Marseille inaugure un circuit touristique inédit : « Sur les traces de l’incurie urbaine »
Dans un élan d’auto-dérision assumée et de valorisation alternative du patrimoine, la ville de Marseille a lancé un nouveau concept de visite guidée : « Sur les traces de l’incurie urbaine ». Cette initiative, portée par l’Office de Tourisme et de Réparation Morale, propose une traversée commentée du centre-ville, au cœur des vestiges de la désorganisation administrative. Casques de chantier en option.

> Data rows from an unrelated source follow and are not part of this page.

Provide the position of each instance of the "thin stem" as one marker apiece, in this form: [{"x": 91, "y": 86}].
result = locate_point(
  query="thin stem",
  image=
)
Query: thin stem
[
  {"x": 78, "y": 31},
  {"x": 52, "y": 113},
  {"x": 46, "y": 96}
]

Le départ s’effectue place des Réformés, “symbole d’une ville qui réforme surtout… par effondrement”, plaisante le coordinateur du projet. Le circuit serpente ensuite à travers les rues de Noailles, en passant devant des immeubles dont même la date de construction hésite à se manifester. Une application mobile permet de suivre en temps réel les désastres signalés et jamais traités depuis 2014.
Le clou de la visite reste l’arrêt devant une façade murée où une plaque commémorative provisoire indique : « Ici le temps a fait son œuvre. L’administration, moins. » Un guide agréé – ou du moins très bavard – retrace alors avec passion les grandes étapes de l’inaction publique : du rapport oublié dans une armoire à la réunion de crise déplacée à la buvette.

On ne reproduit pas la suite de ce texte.